As with the assignment operation in C and others, the specific
semantics of (A => B) are that the expression evaluates to whatever
the value of B is after the => part has occurred.
If B happens to be 'now', chucking to it has the side effect of
pausing that shred for the duration specified by A. Nothing in the
control flow of a shred executes when that shred is waiting for the
duration of A to pass.
Additionally, keeping in mind that (A => B) evaluates to B regardless
of what A and B are, if B is not zero after the chuck operation, it
will evaluate to true in a conditional expression. If B happens to be
'now', it will almost always evaluate to true, the exception being at
the very beginning of the ChucK virtual machine.

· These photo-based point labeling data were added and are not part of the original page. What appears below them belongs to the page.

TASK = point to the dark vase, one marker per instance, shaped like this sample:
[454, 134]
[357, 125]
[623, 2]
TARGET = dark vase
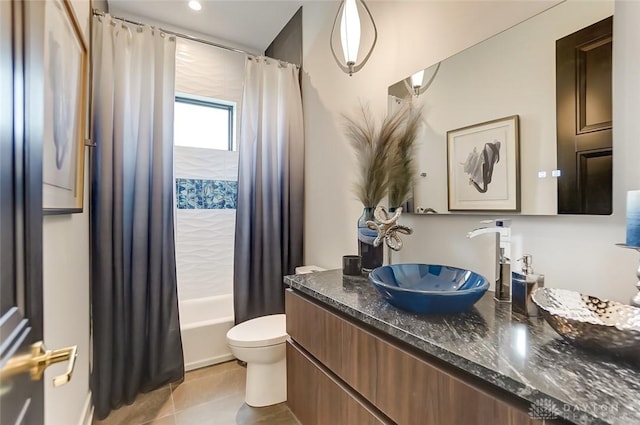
[371, 256]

In consequence, running this program like so:
// begin 0samp.ck
if( 0::samp => now )
<<< "Hello!" >>>;
// end 0samp.ck
$ chuck 0samp.ck
produces no output, because the program runs while 'now' is still 0
(i.e. no time has passed), and thus evaluates to false in the
conditional. Running this one does print something, because the
program allows one sample's worth of time to pass:
// begin 1samp.ck
if( 1::samp => now )
<<< "Hello!" >>>;
// end 1sampl.ck
$ chuck 1samp.ck
(Note that these examples don't work right in miniAudicle or through a
chuck --loop, because the virtual machines created in those
environments allow 'now' to become non-zero before any programs can
Though in my humble opinion, its not very clear or readable to put
things like in 1::second => now in a conditional expression.
Hopefully this doesn't confuse matters more...
> Sorry for the lengthy and confusing email!